Solomon Builds the House of the LORD

61 It happened in the four hundred and eightieth year after the children of Israel were come out of the land of Egypt, in the fourth year of Solomon’s reign over Israel, in the month Ziv, which is the second month, that he began to build the house of Yahweh. 2 The house which king Solomon built for Yahweh, its length was sixty cubits, and its breadth twenty cubits, and its height thirty cubits. 3 The porch before the temple of the house, twenty cubits was its length, according to the breadth of the house; and ten cubits was its breadth before the house. 4 For the house he made windows of fixed lattice work. 5 Against the wall of the house he built stories all around, against the walls of the house all around, both of the temple and of the oracle; and he made side chambers all around. 6 The nethermost story was five cubits broad, and the middle was six cubits broad, and the third was seven cubits broad; for on the outside he made offsets in the wall of the house all around, that the beams should not have hold in the walls of the house. 7 The house, when it was in building, was built of stone made ready at the quarry; and there was neither hammer nor axe nor any tool of iron heard in the house, while it was in building. 8 The door for the middle side chambers was in the right side of the house: and they went up by winding stairs into the middle story, and out of the middle into the third. 9 So he built the house, and finished it; and he covered the house with beams and planks of cedar. 10 He built the stories against all the house, each five cubits high: and they rested on the house with timber of cedar.
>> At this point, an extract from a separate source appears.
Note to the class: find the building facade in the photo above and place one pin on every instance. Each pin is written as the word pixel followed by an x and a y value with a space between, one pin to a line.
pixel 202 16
Matthew Henry's Commentary on 1 Kings 6:1-10

Commentary on 1 Kings 6:1-10

(Read 1 Kings 6:1-10)

The temple is called the house of the Lord, because it was directed and modelled by him, and was to be employed in his service. This gave it the beauty of holiness, that it was the house of the Lord, which was far beyond all other beauties. It was to be the temple of the God of peace, therefore no iron tool must be heard; quietness and silence suit and help religious exercises. God's work should be done with much care and little noise. Clamour and violence often hinder, but never further the work of God. Thus the kingdom of God in the heart of man grows up in silence, Mark 5:27.